Exhibition at the MUAC shows the history and magic of Marta Palau

The notebooks and personal diaries of the Catalan-Mexican artist Marta Palau (1934-2022), which her family keeps, served as the basis for creating My paths are terrestrialan anthology of a hundred pieces, including installation, tapestry, drawing, painting and archival material, which are exhibited at the University Museum of Contemporary Art (MUAC). Palau arrived in Mexico in 1940, accompanied by her family, as part of the Spanish republican exile, and settled in Tijuana.

Access to said archival material allowed us to propose a “new curatorial thesis,” according to Imma Prieto, curator of the exhibition and director of the Tapies Museum in Barcelona, ​​where it was shown at the beginning of the year, since it is a collaboration between the Catalan venue and the MUAC.

“Marta was very good at writing. We have not been able to see all of her notebooks; however, those that we have have allowed us to enter into her deepest thoughts and propose a new way of seeing her work,” says Prieto, to whom “chronological retrospectives” seem “boring and easy.” “The works are always autonomous and when they are strong it is generally because there is a conceptual framework on which they are based. There are concepts that can appear in the work regardless of the period,” says the curator.

With this new curatorial thesis, making the exhibition “retrospective” would be equivalent to “not having understood anything, because the new script we propose is based on the relationship between history and magic, especially historical time which, for Marta, is not linear, but cyclical. She writes that in her notebooks. That is why making a linear exhibition would be against her own thinking.”
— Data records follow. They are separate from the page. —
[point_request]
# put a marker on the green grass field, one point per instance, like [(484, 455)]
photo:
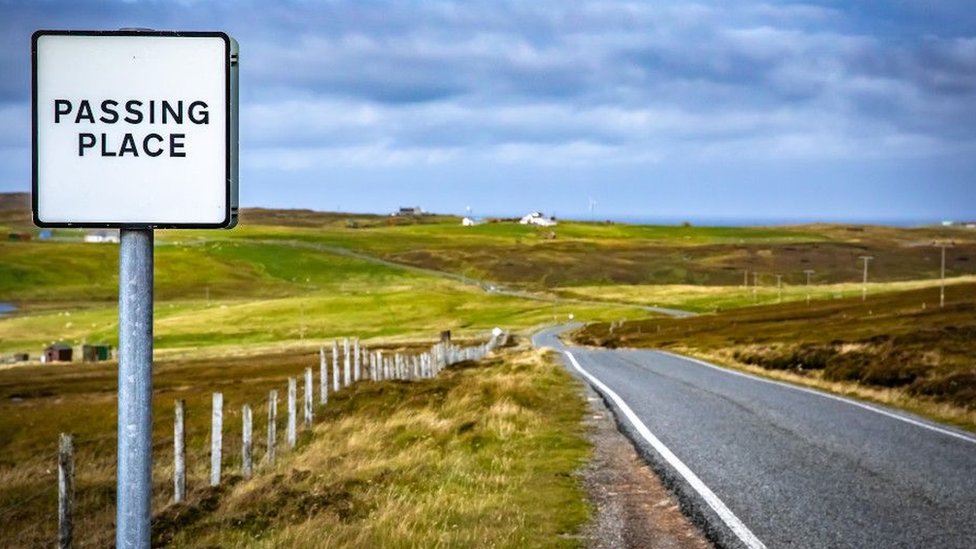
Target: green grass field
[(706, 299), (899, 347)]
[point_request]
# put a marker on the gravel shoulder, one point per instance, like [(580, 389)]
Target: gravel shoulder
[(633, 509)]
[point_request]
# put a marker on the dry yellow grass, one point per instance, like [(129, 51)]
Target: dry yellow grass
[(482, 456)]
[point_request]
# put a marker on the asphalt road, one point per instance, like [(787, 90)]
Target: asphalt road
[(764, 464)]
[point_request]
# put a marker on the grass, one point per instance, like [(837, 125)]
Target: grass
[(897, 348), (720, 298), (481, 456)]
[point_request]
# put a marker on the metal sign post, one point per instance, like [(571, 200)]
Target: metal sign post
[(135, 130), (134, 485)]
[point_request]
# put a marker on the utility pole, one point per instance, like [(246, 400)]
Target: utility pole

For the curator, Palau had “a lot of intuition that she was able to channel.” Then, “he thought about all this, he transformed it. I imagine that certain readings when working influenced his work, even if it was not consciously.” It stands out that it has “Madame Blavatsky, a Russian theosophist of the 19th century, so present, and speaks of an analysis of society that affects history and the way of understanding that magic, that spiritual part of the works.”

Diary of a failure

The title of the exhibition is taken from one carried out in 1985. Thanks to access to personal diaries, “one was found from that same year entitled Diary of a failurein which he explains how the spiritual has surely always been in his work; However, she was not aware of it. That same year he titled an exhibition My paths are terrestrial. That is, a spirituality that is earthly. It is not a beyond, it is a more here, a spiritual part that necessarily arises from a dialogue with the environment, with nature.”

Prieto learned about Palau’s work “by chance”: “it was the time of the pandemic. In a book of mine about Mexican artists I found a photograph of a work by Marta. Her last name caught my attention because I am also Catalan. When searching on the Internet I found the contact of her daughter, Marta Gassol. I called her on the phone, I said that I was interested in her mother’s work and that I would go to Tijuana to see it. While there I wrote to Cuauhtémoc Medina, then curator at head of the MUAC, who told me that Amanda de la Garza, the previous director, was also interested.

“On my way back from Tijuana, I stopped in Mexico City, met with Amanda and we decided to do the exhibition together. At that time I was director of the Museum of Contemporary Art of Mallorca, while Amanda became deputy director of the Reina Sofía Museum. The closer I got to Marta’s work, the more my passion increased. Hers seems to me to be a pioneering work in many ways.”

For the curator, Palau is a “multifaceted” artist, owner of a work with “many layers of meaning.” Furthermore, “he knows how to create a striking dialogue between the personal and the collective. He appeals to a self that transcends that individuality.”

Palau’s production had its different eras. It represents the “liberalization” of the artist with respect to technique. That is to say, he is no longer just a painter or sculptor, but “depending on the project at hand he chooses one language or another.”

Known above all for her work around textiles, Prieto remembers her experience in Josep Grau-Garriga’s workshop. “There, Marta approached another way of understanding textiles that goes beyond a two-dimensional plane. Grau-Garriga worked primarily on volume and space, that is, materiality. Marta incorporates all this in her work, but rooted in that Mexican reality, such as introducing corn or other native elements, especially from Baja California.”

In parallel to the exhibition, the Chopo University Museum restores Quetzalcoatlusa work made by Palau in 2003 to be exhibited in that space as part of the exhibition fantastic zoologybelonging to its collection. Made with paper, leaves, branches and bark, the piece will be assembled in the place it originally occupied starting today.

Marta Palau. My paths are terrestrial It will be exhibited until May 3, 2026 at the University Museum of Contemporary Art (Centro Cultural Universitario, Insurgentes Sur 3000, Coyacán).